Der Fahrstuhl hielt. Die Tür öffnete sich automatisch – Tiffy hatte das Heranrollen ihres Ernährers gehört und strahlte uns an.

»War’s schön?«, piepste sie. Jedes Mal, wenn wir zusammen essen gingen, fragte sie das hinterher, ohne mit einer Antwort zu rechnen. »Zwei Anrufe von Dreywitz wegen der Bewährung für seinen Sohn.«

»Kannste gleich durchstellen.« Marquardt warf einen kurzen Blick in den Posteingangskorb.

Mercedes Tiffany verschwendete ihr Lächeln nun auch an mich. »Für Sie ist nichts gekommen.«

»Danke.« Ich hängte meinen Mantel an der Garderobe auf und wollte in mein Büro.

Tiffy versenkte sich mit gerunzelter Stirn und krausem Näschen in ihre kryptischen Aufzeichnungen. »Das heißt … jemand wollte Sie sprechen. Eine Frau. Irgendwas mit M.«

»Marie-Luise?«, fragten Marquardt und ich wie aus einem Mund.

Betrübt blickte Tiffy hoch. »Ich kann es nicht mehr lesen.«

Marquardt drehte sich zu mir um und schenkte mir einen Blick, in dem alle Sorge, alle Pein, aller unendlicher Schmerz von Vätern bildhübscher, aber irgendwie verpeilter Töchter lag. In vier Monaten würde Tiffy heiraten und unsere Kanzlei verlassen. Auf dem Schweizer Internat, das Marquardt dem einzigen bis dato bekannten Spross seiner Lenden hatte angedeihen lassen, war es zu jener folgenreichen Begegnung gekommen, auf die die gesamte teure Ausbildung sowie ein unnützes, weil vor dem ersten Staatsexamen abgebrochenes Jurastudium ausgerichtet gewesen waren: Kontaktanbahnung zu schwer- und einflussreichen Familien. Die Freude der harrenden Eltern war groß, als sich tatsächlich ein aussichtsreicher Anwärter aus dem nebulösen Beziehungsgeflecht ihrer Tochter herauskristallisierte. Der junge Mann war ein italienischer barone. Marquardt hatte daraufhin die konspirative Nähe zu einem Heraldiker gesucht – Tiffy sollte zur Hochzeit schließlich auch von ihm einen Siegelring erhalten.
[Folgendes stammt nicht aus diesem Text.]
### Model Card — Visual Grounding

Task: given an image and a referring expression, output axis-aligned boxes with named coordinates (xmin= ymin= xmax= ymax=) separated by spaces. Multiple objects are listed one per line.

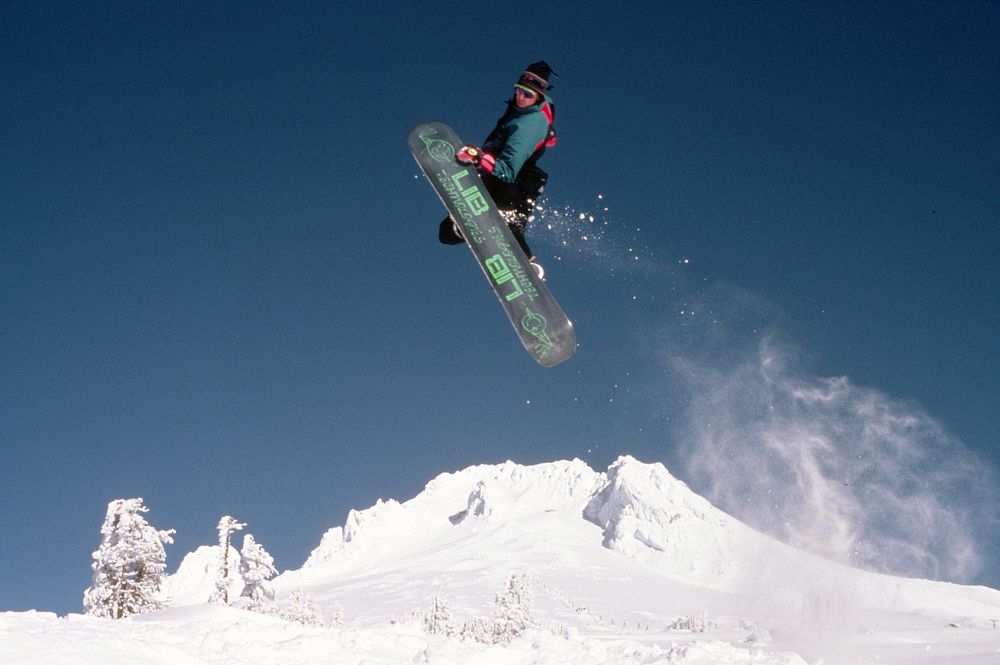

Manchmal regte sich in mir leiser Neid. Nicht auf die Rentenzusatzversorgung durch den italienischen Adel, den es seit 1946 sowieso nur noch auf dem Papier gab. Eher darauf, dass es Menschen gab, die ein Leben planten und deren Pläne auch noch aufgingen. Vor einem Vierteljahrhundert hatten ein Mann und eine Frau an der Wiege ihres neugeborenen Mädchens gestanden und mit geradem Blick und konsequenten Schritten seine Zukunft organisiert. Französische Kinderfrau, Diplomaten-Kita, mehrsprachige Europaschule, Bakkalaureat in Lugano. Und Peng. Volltreffer. Manchmal hatte ich das Gefühl, Leute wie Marquardt kannten keine Fehlschüsse.

Ich konnte noch nicht einmal die nächsten Wochen planen. Das Geschäft lief schleppend. Da Marquardt, anders als Marie-Luise, tatsächlich auf der Begleichung von Miete und Nebenkosten bestand, kam ich, was meinen eigenen Lebensstandard betraf, vergleichsweise langsam voran. Ich hätte mir die Poulardenbrust einpacken lassen sollen.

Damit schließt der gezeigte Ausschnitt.